Researchers have developed a novel scheduling framework to significantly improve the efficiency of Multi-Instance GPU (MIG) systems, achieving a makespan improvement of up to 35%. The work addresses critical challenges in MIG environments, specifically resource contention and fragmentation that arise from shared components like PCIe bandwidth and the limited number of valid MIG configurations. The team’s approach integrates conditional load balancing, dynamic partitioning, and job migration to optimize GPU resource utilization. Conditional load balancing actively distributes workloads across GPUs, preventing resource bottlenecks.

To combat fragmentation, the researchers implemented dynamic partitioning and job migration, reorganizing GPU allocations to overcome both internal and external fragmentation issues. The study demonstrates that even with ample available resources, instance creation can be hindered by the fixed set of valid MIG configurations, introducing a new form of fragmentation. The team’s method dynamically adapts job placement and reorganizes allocations, effectively addressing this limitation and maximizing resource use.

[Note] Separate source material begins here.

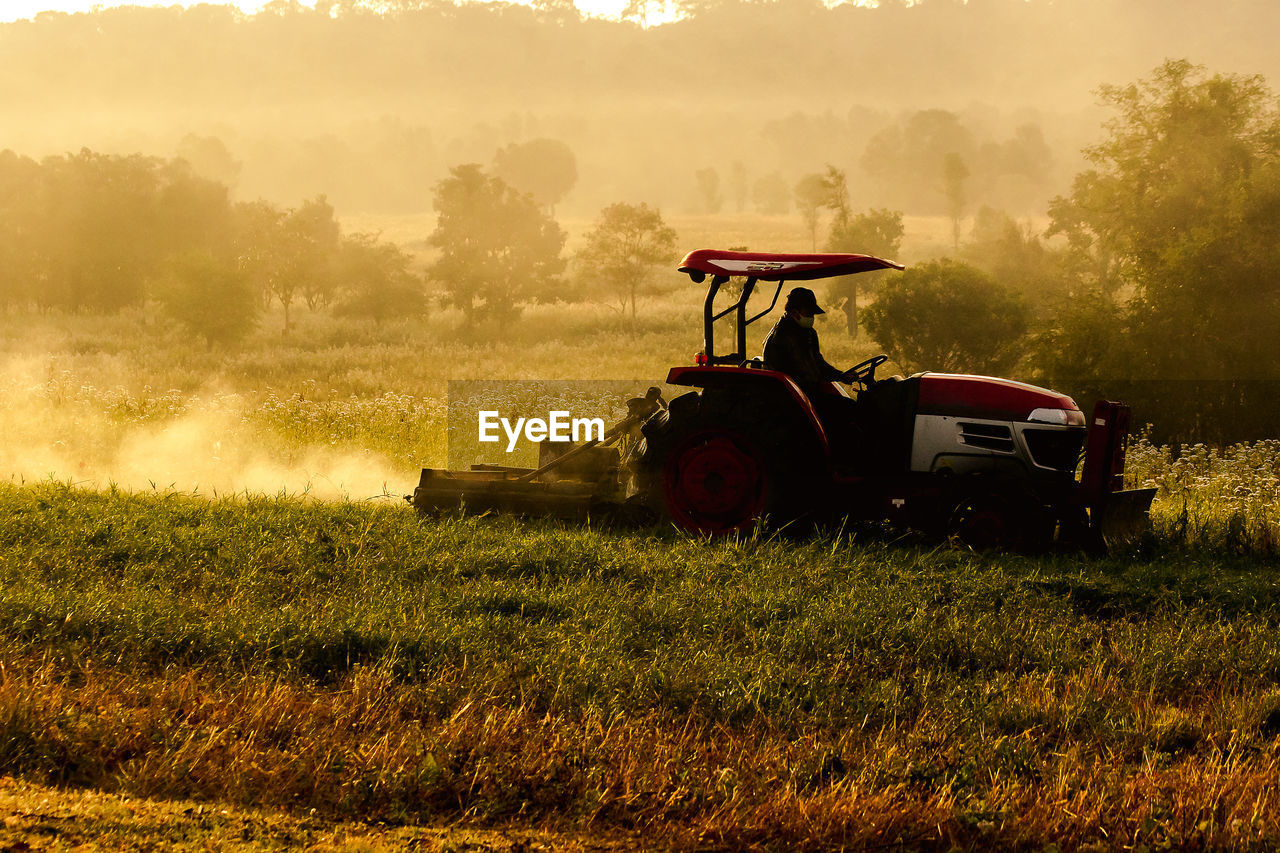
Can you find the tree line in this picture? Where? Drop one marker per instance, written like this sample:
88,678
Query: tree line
99,233
1157,279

Multi-Instance GPU Scheduling Optimizes System Performance

This research presents a novel scheduling framework designed to improve the efficiency of Multi-Instance GPU systems, which enable resource sharing through hardware-level partitioning. The team addressed key challenges arising from this technology, specifically resource contention and GPU fragmentation, a problem distinct from traditional GPU sharing due to the limited valid configurations within MIG. Their approach integrates conditional load balancing, dynamic partitioning, and job migration to optimize GPU utilization. Experimental results demonstrate significant improvements in system performance through this integrated method. The team achieved reductions in job wait time and execution time, ultimately leading to a substantial decrease in overall makespan, with improvements ranging from 13% to 35%. This work highlights the practical benefits of intelligently managing GPU resources in shared environments and paves the way for future exploration of more sophisticated algorithms for predicting and mitigating fragmentation.

👉 More information
🗞 An Online Fragmentation-Aware Scheduler for Managing GPU-Sharing Workloads on Multi-Instance GPUs
🧠 ArXiv: https://arxiv.org/abs/2512.16099

Rohail T.

Rohail T.

As a quantum scientist exploring the frontiers of physics and technology. My work focuses on uncovering how quantum mechanics, computing, and emerging technologies are transforming our understanding of reality. I share research-driven insights that make complex ideas in quantum science clear, engaging, and relevant to the modern world.